Analyse CPU stack trace using flamegraphs
Next, let’s visualise the stack traces in flamegrapsh so we can easily analyse the result of our CPU profile.
A flamegraph is a visualisation tool used to profile the performance of a program. It shows a graphical representation of the call stack, with the width of each frame representing the amount of time the program spends in that particular function or method. Flamegraphs are commonly used to identify performance bottlenecks and hot spots in a program, as well as to optimise the program’s performance. They can be generated using a variety of tools, including performance profilers and tracing tools.
We will use Brendan’s flamegraph tool that was downloaded in step 4 above to convert the bpftrace file to a flamegraph.
cd FlameGraph
./stackcollapse-bpftrace.pl trace.data > trace.folded
./flamegraph.pl --inverted trace.folded > traceflamegraph.svg
Next, load up the traceflamegraph.svg in your browser and analyse
PPROF
Most profiling tools uses the pprof format it is a convenient and efficient way to store and share profiling data, and is widely used in the world of software engineering.
There are several other reasons to use the pprof format for profiling:
-
pprof is a standardised format that is supported by many different profiling tools, so you can use the same format regardless of which tool you are using. This makes it easier to share and compare profiles generated by different tools.
-
pprof is designed to be a compact, efficient format for storing profiling data. This makes it faster and easier to transfer and store large profiling datasets.
-
pprof includes support for a variety of different types of profiling data, including CPU, memory, and network usage. This makes it a versatile format that can be used for a wide range of profiling tasks.
-
pprof is a text-based format, which makes it easy to read and manipulate using simple command-line tools. This can be useful for quickly extracting and analyzing specific pieces of information from a profile.

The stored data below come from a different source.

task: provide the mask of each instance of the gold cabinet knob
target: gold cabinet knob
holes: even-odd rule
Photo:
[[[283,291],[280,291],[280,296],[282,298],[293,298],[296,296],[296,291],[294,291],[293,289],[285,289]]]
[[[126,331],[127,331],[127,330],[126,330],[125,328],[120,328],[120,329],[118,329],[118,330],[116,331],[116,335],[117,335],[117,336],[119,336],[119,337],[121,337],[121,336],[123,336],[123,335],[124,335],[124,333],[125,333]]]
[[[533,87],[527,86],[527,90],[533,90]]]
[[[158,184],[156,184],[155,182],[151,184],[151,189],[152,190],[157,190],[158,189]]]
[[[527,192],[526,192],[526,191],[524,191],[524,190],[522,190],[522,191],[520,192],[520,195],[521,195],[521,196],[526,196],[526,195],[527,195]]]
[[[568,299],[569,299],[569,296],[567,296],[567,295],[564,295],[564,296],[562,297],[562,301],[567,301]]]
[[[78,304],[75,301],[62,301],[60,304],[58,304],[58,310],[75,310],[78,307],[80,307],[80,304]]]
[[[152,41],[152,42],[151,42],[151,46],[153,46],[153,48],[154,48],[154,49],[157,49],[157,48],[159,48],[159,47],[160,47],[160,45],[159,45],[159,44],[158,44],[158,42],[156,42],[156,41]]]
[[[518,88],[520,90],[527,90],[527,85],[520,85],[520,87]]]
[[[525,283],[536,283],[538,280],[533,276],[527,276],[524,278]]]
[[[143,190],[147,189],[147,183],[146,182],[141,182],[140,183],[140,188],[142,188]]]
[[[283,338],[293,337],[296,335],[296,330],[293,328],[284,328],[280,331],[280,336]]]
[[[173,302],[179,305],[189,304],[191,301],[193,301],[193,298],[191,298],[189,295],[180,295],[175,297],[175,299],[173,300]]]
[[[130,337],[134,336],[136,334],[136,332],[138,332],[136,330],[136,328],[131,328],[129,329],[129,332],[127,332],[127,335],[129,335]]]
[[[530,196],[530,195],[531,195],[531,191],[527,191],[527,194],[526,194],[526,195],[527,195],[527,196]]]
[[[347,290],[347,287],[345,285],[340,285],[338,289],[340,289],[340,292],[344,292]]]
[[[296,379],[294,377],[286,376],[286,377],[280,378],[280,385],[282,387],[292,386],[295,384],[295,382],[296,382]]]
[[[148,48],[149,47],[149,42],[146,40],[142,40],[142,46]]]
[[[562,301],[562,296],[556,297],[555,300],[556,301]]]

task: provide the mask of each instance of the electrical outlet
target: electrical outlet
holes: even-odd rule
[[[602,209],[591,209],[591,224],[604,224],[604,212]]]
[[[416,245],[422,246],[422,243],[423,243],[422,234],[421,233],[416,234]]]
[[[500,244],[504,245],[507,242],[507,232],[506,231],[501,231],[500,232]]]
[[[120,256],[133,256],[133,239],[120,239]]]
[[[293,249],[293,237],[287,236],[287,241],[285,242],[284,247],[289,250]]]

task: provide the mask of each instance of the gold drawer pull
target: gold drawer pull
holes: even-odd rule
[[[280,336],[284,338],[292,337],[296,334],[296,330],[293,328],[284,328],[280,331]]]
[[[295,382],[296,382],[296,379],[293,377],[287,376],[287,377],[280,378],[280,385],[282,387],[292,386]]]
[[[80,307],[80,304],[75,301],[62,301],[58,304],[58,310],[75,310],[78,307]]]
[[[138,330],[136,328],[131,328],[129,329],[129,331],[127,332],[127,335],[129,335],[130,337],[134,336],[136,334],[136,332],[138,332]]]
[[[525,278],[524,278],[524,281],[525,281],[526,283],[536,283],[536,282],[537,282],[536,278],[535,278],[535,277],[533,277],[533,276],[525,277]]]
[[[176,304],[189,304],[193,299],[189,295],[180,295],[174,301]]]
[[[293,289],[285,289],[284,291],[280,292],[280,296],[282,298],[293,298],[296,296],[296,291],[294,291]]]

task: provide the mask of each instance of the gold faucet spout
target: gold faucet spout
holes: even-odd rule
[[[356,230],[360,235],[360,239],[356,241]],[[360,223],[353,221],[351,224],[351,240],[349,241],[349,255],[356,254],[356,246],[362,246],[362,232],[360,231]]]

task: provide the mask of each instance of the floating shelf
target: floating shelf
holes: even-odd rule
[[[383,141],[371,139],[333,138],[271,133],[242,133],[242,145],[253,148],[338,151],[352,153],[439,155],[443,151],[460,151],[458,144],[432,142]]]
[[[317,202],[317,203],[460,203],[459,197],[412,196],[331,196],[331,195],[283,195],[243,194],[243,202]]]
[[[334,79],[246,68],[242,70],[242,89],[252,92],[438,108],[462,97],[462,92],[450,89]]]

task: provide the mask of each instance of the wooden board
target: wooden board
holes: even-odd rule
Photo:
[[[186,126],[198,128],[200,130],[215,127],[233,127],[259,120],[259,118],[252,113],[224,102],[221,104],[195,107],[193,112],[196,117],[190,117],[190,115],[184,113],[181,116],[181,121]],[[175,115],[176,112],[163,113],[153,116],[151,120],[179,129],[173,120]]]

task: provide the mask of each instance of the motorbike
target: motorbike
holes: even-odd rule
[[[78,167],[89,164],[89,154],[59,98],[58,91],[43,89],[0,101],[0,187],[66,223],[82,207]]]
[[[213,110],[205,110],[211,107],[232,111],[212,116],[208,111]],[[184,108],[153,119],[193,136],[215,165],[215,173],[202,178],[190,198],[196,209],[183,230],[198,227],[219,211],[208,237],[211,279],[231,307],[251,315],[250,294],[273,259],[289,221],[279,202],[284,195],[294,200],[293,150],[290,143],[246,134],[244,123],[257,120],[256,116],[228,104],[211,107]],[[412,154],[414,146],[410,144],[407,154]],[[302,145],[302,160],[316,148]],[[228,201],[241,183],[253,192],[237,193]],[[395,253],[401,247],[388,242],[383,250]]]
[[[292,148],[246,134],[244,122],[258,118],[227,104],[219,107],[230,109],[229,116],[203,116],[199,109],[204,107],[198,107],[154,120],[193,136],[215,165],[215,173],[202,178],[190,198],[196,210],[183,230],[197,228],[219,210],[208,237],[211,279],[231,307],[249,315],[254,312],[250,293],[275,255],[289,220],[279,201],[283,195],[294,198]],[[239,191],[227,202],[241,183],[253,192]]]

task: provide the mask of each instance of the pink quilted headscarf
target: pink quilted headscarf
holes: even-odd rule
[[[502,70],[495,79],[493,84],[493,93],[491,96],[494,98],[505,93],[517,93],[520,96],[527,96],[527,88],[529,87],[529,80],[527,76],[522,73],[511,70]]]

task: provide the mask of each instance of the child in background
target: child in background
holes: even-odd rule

So instead of the folded file format example above, you may consider converting your profiling data into pprof format instead.
Summary
In summary, eBPF tracing can be a powerful and versatile tool for Linux users. With a little bit of setup and the right eBPF programs, you can monitor and analyze your system in ways that were previously impossible.
Give it a try and see what insights you can uncover!
Refs
- https://github.com/iovisor/bpftrace
- https://www.brendangregg.com/flamegraphs.html
- https://www.brendangregg.com/FlameGraphs/cpuflamegraphs.html
- https://wiki.ubuntu.com/Debug%20Symbol%20Packages
- https://github.com/iovisor/bpftrace/blob/master/docs/tutorial_one_liners.md#lesson-9-profile-on-cpu-kernel-stacks
⚠ DISCLAIMER Opinions expressed are solely my own and do not express the views or opinions of my employer.